Lei quando ha cominciato?

"A 10 anni. Più tardi rispetto a quanto succede oggi. Ero alle medie. Purtroppo mi sono rotta presto il crociato, ma non mi sono arresa e mi sono tolta le mie soddisfazioni: ho vestito la maglia della FiammaMonza alle superiori, ho partecipato alla competizione Uefa Women’s champions league, come parte dello staff di una squadra di serie A Svizzera".

Al ruolo di allenatrice unisce anche quello di insegnante e psicologa. Ci racconta il suo percorso?

"Subito dopo la laurea in Psicologia sociale del lavoro sono partita prima per l’Olanda, dove ho anche allenato, per conseguire un master in Scienze del Movimento Umano; poi in Sudafrica per un’esperienza di volontariato con una fondazione locale che usa il calcio come strumento di integrazione per bambini in situazioni di vulnerabilità. Per due stagioni ho allenato le bambine nell’Ac Milan e lavoro come psicologa dello sport per FocuSport di cui sono co-fondatrice e per la Figc, formando e supportando i tecnici e le società lombarde. Non riesco a scindere queste anime, quando vedo le bambine in difficoltà cerco di capire la situazione a 360 gradi per aiutarle, capire come si sentono e cosa non va, farle sentire libere di essere loro stesse".

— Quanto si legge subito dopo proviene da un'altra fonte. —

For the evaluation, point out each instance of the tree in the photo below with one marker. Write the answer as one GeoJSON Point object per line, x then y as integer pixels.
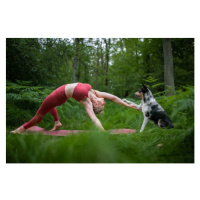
{"type": "Point", "coordinates": [168, 67]}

Ci sono ancora stereotipi nel calcio femminile?

"Rispetto a quando ho cominciato il panorama è cambiato, non è più considerato uno sport ’da maschi’. Oltre ai numeri è anche la preparazione delle giocatrici a migliorare di anno in anno. Certo, c’è ancora tanto da fare: anche per questo ho scritto con Gaia Missaglia un libro, “Voglio fare la calciatrice“ (PiemmeBattello a vapore). Sarà presentato anche a Milano, al Museo Nazionale della Scienza Leonardo da Vinci il 19 novembre durante Bookcity in un incontro dal titolo “Il calcio femminile è una cosa seria”. Abbiamo voluto fare un regalo alle nostre bambine, raccontando le loro storie e le storie di chi ce l’ha fatta".

È un ambiente competitivo?

"Facciamo giocare tutte e il più possibile, perché devono divertirsi prima di tutto, sperimentare fino ad innamorarsi dello sport per poi arrivare, perché no, in serie A".

E in tribuna, come si comportano i genitori?

"In linea di massima è ancora una tifoseria molto positiva e non troppo accanita come si è visto purtroppo troppo spesso con i bambini. Credo che però molto dipenda dalla società e dalla sua capacità di coinvolgerli in un’alleanza educativa, di portarli dalla sua parte. Stiamo andando in quella direzione".

Primi risultati in campo?

"Ottimi. Il gruppo è affiatato e motivato. Ed è quello che conta di più".